In June 2016, the long-time owner of the Lowry Grove manufactured home park in St. Anthony, MN, sold the park to a private developer. Lowry Grove was home to 95 lower-income households, elders living on fixed incomes, and younger immigrant families. Residents fought to keep the park open, but they were displaced in June 2017. CURA worked with resident organizers to design a study that would assess the impacts of the park closure and relocation on the residents, and examine the events that led to the closure of the park. CURA researchers conducted in-depth interviews with more than 50 households, activists, and professionals.
Edward Goetz
Edward G. Goetz is director of CURA and a faculty member at the Humphrey School of Public Affairs.
Ed specializes in housing and local community development planning and policy. His research focuses on issues of race and poverty and how they affect housing policy planning and development. Before coming to the University of Minnesota in 1988, he worked at the mayor's Office of Housing and Economic Development in San Francisco and for several nonprofit community developers in Los Angeles and San Francisco. He has served on the board of directors of nonprofit housing agencies in the Twin Cities, and on several regional commissions related to affordable housing and development.

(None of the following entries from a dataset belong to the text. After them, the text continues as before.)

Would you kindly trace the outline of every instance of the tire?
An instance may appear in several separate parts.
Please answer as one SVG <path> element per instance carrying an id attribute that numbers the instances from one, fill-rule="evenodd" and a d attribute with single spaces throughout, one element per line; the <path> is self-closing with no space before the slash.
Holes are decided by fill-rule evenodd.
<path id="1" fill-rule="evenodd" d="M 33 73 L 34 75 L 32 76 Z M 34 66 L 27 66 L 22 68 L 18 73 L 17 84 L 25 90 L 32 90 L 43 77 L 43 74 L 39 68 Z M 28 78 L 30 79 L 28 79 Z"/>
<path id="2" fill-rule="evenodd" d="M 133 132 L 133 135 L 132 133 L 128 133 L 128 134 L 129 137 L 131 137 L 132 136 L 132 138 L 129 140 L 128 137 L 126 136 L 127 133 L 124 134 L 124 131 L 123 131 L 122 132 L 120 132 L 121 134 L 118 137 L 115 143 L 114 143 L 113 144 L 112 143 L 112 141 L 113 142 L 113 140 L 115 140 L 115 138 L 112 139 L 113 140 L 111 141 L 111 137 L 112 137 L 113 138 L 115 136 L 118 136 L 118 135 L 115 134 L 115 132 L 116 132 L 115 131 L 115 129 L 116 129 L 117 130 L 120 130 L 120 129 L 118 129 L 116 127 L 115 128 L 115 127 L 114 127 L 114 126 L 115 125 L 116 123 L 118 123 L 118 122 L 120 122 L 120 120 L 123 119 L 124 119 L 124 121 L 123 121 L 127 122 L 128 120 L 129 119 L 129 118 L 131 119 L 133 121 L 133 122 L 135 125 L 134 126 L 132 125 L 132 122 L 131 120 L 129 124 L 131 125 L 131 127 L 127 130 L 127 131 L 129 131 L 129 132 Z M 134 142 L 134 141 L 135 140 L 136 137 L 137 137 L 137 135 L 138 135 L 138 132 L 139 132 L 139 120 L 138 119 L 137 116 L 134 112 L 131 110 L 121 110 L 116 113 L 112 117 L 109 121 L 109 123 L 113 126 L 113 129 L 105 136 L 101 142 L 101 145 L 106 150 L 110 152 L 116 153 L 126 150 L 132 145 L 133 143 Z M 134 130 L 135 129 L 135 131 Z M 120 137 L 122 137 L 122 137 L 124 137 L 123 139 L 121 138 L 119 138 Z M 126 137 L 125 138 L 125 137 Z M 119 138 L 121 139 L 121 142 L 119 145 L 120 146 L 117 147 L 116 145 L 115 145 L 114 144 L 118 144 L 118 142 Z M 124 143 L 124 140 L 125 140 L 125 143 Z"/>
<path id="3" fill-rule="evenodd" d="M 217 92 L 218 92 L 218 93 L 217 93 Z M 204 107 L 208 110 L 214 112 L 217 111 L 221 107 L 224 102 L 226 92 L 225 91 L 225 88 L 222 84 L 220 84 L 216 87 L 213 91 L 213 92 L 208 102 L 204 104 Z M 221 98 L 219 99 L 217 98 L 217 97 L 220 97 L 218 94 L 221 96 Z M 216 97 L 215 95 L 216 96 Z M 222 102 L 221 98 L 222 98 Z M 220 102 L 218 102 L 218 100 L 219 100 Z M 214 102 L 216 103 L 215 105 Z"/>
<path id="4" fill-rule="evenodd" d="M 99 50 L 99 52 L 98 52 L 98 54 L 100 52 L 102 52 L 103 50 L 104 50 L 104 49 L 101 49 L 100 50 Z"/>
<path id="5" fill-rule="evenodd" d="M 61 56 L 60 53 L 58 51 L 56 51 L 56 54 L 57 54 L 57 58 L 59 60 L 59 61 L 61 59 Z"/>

He is the author of The One-Way Street of Integration: Fair Housing and the Pursuit of Racial Justice in American Cities (Cornell University Press, 2018), New Deal Ruins: Race, Economic Justice, and Public Housing Policy (Cornell University Press, 2013), Clearing the Way: Deconcentrating the Poor in Urban America (2003, Urban Institute Press), Shelter Burden: Local Politics and Progressive Housing Policy (1993, Temple University Press), and co-editor of The New Localism: Comparative Urban Politics in a Global Era (1993, Sage Publications).